Mergers and acquisitions in Europe’s food sector bounced back last year, boosted by increased activity at the top end of the market, with the total disclosed value of deals up 44% to €10.5bn, compared to €7.3bn in 2004, according to a new report by the consumer products corporate finance team at PricewaterhouseCoopers LLP. The number of deals was also up 11% to 350, compared to 315 in 2004.
Private equity investors continued food sector acquisitions, buying 68 companies last year in deals worth a total of €2bn.
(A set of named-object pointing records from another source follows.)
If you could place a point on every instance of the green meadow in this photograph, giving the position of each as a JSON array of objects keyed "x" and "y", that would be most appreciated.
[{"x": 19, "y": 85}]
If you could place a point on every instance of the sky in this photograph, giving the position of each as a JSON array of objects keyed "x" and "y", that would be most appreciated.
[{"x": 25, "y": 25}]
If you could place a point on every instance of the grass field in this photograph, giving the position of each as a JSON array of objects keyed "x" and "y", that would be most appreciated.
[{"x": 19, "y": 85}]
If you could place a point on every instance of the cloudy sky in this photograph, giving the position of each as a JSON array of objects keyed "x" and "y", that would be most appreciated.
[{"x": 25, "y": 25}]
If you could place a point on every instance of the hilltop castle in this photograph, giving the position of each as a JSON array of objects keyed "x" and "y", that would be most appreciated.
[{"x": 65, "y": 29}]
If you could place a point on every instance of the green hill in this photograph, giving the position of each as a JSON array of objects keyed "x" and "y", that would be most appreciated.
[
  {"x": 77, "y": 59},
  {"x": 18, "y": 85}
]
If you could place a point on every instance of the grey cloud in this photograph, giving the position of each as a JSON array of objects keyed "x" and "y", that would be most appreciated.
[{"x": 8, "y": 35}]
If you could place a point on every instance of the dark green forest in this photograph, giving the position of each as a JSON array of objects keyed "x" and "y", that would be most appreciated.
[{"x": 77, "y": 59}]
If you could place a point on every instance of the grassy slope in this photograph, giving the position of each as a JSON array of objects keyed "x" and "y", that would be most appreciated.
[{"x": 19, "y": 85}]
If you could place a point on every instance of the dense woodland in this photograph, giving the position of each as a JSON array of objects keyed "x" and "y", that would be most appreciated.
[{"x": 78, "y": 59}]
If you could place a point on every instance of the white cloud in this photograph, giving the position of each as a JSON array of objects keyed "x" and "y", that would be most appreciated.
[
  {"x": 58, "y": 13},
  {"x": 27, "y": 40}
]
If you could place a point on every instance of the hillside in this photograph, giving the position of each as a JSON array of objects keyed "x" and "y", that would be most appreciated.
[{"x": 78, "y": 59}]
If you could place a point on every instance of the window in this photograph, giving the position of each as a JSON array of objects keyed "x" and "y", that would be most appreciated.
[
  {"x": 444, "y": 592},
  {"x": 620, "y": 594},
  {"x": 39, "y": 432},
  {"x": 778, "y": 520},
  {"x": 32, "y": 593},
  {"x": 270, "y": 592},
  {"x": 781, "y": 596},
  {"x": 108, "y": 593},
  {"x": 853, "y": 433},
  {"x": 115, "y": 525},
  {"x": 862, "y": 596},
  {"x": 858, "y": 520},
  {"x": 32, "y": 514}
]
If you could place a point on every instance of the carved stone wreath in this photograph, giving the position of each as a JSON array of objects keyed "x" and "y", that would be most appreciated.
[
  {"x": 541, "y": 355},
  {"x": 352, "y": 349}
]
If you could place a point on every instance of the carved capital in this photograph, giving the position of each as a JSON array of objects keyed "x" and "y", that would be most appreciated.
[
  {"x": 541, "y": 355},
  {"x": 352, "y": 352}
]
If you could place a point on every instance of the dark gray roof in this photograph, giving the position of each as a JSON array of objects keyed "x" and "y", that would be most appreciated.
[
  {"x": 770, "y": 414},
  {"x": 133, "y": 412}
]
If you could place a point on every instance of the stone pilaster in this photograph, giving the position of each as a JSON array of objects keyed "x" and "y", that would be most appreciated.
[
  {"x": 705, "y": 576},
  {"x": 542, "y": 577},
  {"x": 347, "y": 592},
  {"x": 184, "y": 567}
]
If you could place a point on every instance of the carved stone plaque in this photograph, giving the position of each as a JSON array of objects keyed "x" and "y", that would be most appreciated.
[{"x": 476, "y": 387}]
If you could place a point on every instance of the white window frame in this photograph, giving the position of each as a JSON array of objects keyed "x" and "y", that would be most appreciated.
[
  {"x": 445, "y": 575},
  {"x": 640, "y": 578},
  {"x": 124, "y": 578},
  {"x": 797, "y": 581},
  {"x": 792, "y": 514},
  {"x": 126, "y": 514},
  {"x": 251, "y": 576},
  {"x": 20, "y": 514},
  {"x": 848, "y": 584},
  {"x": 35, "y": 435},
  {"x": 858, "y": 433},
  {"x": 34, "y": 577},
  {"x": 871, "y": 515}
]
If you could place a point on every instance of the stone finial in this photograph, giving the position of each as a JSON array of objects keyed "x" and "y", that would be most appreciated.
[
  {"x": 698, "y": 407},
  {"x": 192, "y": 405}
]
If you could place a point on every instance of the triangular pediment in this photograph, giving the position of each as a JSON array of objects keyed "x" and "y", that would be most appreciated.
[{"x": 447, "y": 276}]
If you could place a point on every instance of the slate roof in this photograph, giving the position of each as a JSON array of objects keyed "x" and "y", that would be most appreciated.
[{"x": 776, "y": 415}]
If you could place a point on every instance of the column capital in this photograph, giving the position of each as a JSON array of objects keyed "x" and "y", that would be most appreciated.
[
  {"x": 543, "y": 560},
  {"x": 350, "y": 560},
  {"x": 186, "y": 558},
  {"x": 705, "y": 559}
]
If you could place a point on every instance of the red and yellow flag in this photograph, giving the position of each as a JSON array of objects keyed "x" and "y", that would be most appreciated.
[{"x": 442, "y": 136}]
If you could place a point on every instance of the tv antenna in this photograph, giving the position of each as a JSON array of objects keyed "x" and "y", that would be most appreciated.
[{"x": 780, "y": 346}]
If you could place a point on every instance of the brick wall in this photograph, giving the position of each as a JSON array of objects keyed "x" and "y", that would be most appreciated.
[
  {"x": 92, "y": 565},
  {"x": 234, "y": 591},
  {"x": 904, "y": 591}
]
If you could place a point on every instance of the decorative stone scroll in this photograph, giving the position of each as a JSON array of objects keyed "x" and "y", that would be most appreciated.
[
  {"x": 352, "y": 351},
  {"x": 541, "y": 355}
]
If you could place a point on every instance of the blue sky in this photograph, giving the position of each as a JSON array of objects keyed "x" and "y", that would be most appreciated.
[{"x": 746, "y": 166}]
This compares with 57, totalling €2.6bn, in 2004. Landmark private equity deals in 2006 included the acquisition of Orangina SA by Blackstone Group and Lion Capital; the disposal of Heinz’s European seafood business to Lehman Brothers Merchant Banking; the sale by BC Partners of Galbani, Italy’s largest cheese maker, to the French dairy group Lactalis, and CapVest’s acquisition of Findus, the Swedish frozen food manufacturer, from EQT Partners. In addition, with a number of deals valued at over €100m awaiting completion at the close of 2005, and with major divestment programmes announced by Unilever, Cadbury Schweppes, Campbell and Heinz, corporate activity in the European food arena looks set to increase further in 2006.
Private equity firms exited from 25 food companies last year (compared with 27 in 2004), with realisations of particular interest including the Initial Public Offering of RHM, Montagu Private Equity’s sale of Marlow Foods and the divestment of the Noon Group by Bridgepoint Capital.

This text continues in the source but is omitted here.